Und die Seele, die war immer wichtig für Menschen von da.

Weisse, wennze auffem Pütt gearbeitet has, da musste se dich verlassen können. Da konnste nicht ma sagen: Ätsch, happich gar nicht so gemeint. Kommtgetz ganz anners, als besprochen. Du kannst da keinen Kohlenflöz im Zickzack durche Gegend ziehen. Dat klappt nich.

Aber die Manager von heute, die machen dat so.

Die sagen heute hü und morgen hott und dann müssen se alle springen, weil se sonst doch Angst vorm Arbeitsverlust haben. Beim Pütt weisse schon von langem, dat dat so nich klappen kann. Heute haltense alle die Schnauze und warten, bisset zusammen bricht. Und dann gehtet erst recht los.
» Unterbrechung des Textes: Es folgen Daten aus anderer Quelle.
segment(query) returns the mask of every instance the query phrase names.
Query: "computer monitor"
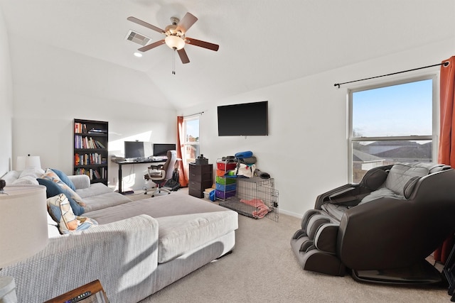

Dat war damals wahrscheinlich nicht so. Da hatte se höchstens Angst, datte nicht mehr kanns. Datte den Rücken krumm hast, datt die Maloche deinen Körper gefressen hat. Aber Vertrauen, dat konnte se immer noch, auf wenne mittem Pülleken Bier am Büdeken standes und nix mehr zu tun hattes. Da warse nicht draußen aussem Leben, da stand dann immer einer mit dabei, dem et ähnlich ging oder anners - aber der war trotzdem da.

Dat dat Vertrauen gegen Geld getauscht wurde, gegen so Beraterblabla, dat is kulturell gesprochen die größte Katastrophe vom Pott. Da kommse nich mehr mit. Und die Manager da oben, die kennen dat gar nicht mehr. Datte mit Vertrauen vonne Kumpels oder Mitarbeiter arbeiten muss. Dat dat eine gemeinsame Unternehmung ist und datte Dir sicher sein muss, dat alle mitkommen, da unter Tage.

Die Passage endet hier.